How can I get my team to be more engaged?

By Jorge Alvarez | November 4, 2024

How many team members do you think are engaged at work? How many are going through the motions? How many are disengaged?

These are the hard questions facing leaders across the United States. This is because employees make crucial daily decisions that can affect their organization. That is why it isn’t very comforting to imagine that most American workers are disengaged.

According to a Gallup poll, in 2021, 34% of employees were engaged, 50% were going through the motions, and 16% were disengaged.

Engaged Employees are Productive Employees

Today’s leaders must constantly focus on strengthening the capabilities of their employees. If appropriately implemented, engagement is the necessary stimulant to enhance your team’s performance.

Gallup’s research also shows that creating an engaging environment leads to fewer defects, better customer ratings, higher profitability, more productivity, lower turnover, and better safety.

Engaged employees make substantial contributions. They are enthusiastic about their organization’s continuous progress.

Creating Engagement

A Master of Arts in organizational leadership from Charleston Southern University teaches the importance of keeping teams engaged, motivated, happy, and productive. Here are four easy ways:

1. Find ways to connect with team members individually. Communicate daily with your employees. Show a passion for their interest. Find ways to align their goals with the success of the organization. When employees feel supported, they embrace an entrepreneurial attitude, thus leveraging engagement.

Engagement isn’t something that leaders can command. It must be earned. When management ignores engagement, employees frequently provide less effort. Leaders need to take an active role in generating engagement. It starts when the leader is intentional about connecting with his followers.  

2. Develop your employees’ strengths. Each team member has their perspective, stability, and weaknesses. Professors at CSU teach that good leaders prepare followers, remove obstacles, and diligently work to align employees with the organization’s mission.

Developing worker strengths is more important than improving weaknesses.

According to research by Gallup, emphasizing strengths can nearly eliminate active disengagement. Employees who regularly use their strengths are six times more likely to be engaged at work.

3. Improve employee well-being. Employees should not be expected to separate their professional lives from their personal lives. Each employee brings their complete self to work, and their well-being impacts organizational performance.

Leadership is about having the backs of your employees. Leaders who care about employee well-being create an environment where employees feel supported. If you have your employees’ backs, you often have their hearts.

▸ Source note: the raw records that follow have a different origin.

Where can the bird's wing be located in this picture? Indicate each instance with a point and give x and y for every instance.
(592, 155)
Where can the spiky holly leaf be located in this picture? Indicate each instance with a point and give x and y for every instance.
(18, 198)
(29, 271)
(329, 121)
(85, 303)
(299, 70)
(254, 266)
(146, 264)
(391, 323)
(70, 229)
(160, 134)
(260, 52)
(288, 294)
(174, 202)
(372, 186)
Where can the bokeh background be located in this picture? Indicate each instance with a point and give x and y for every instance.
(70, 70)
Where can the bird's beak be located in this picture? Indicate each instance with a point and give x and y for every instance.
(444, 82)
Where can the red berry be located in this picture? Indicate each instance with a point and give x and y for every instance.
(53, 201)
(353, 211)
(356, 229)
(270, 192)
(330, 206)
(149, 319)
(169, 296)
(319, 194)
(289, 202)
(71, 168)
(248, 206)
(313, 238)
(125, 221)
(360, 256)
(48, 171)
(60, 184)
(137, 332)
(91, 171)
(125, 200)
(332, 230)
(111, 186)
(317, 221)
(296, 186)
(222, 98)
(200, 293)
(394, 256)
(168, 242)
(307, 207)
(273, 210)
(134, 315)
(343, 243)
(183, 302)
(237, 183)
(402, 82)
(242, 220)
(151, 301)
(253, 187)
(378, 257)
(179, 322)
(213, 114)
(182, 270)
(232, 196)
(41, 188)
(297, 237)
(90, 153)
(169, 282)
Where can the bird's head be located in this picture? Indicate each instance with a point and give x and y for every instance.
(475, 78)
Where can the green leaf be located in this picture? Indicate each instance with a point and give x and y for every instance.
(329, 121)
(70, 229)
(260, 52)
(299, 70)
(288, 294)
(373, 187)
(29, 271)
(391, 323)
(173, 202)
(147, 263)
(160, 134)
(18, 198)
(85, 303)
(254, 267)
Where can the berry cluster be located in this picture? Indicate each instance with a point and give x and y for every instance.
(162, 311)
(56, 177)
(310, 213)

Who wants to engage with a leader that doesn’t have their back?

Leaders must become more emotionally intelligent to stimulate employee engagement. People don’t forget how you make them feel. If you support them, they will help you.

4. Leaders need to empower their employees. Empower your employees to discover their full potential. If not, you will never know what they can accomplish. Empowerment encourages your team to work harder because they know you trust them.

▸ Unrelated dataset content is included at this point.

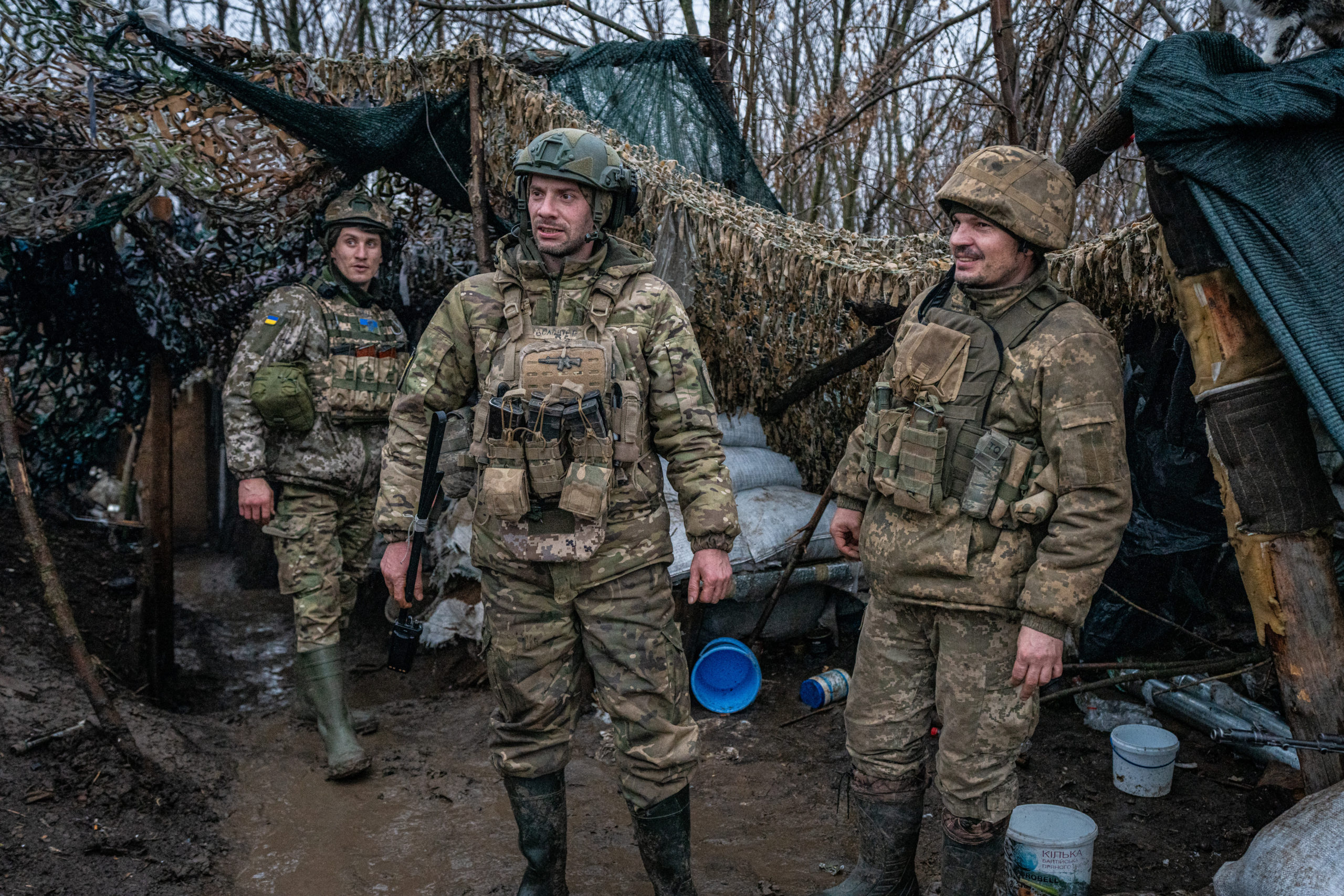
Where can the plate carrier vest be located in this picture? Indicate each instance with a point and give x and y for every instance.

It may sound easy, but empowering staff requires a leader to let go, step aside, and watch from the sidelines. A confident leader must allow employees to fail, help them recover, and try again. When employees are trusted with responsibility, they become more engaged.

Allow your employees to discover their potential. Most engaged employees are those whose leaders have confidence in them.

The Proof is in the Pudding

Many organizations are embracing transformational leadership. Leaders embrace the full potential of their employees—allowing employees to be their authentic selves to leverage their strengths.

I have experienced this since I was once deemed a high-potential employee by a previous employer. Leaders in my organization invested in my potential. They did not assume that I was too young to handle the duties of leading individuals twice my age. As a result, I blossomed in this new role.

I led my team through a severely short-staffed fiscal year. This set up several complex multi-million-dollar contracts and garnered a district-wide team award for outstanding service. I will forever be grateful to those leaders who empowered me to achieve the most extraordinary results.


Jorge Alvarez served in the United States Air Force as a contracting officer. Currently, he is a Contracting Officer with the Bureau of Land Management. He writes multimillion-dollar contracts to sustain the health, diversity, and productivity of public lands to ensure present and future generations enjoy them. Jorge is pursuing a Master of Arts in organizational leadership.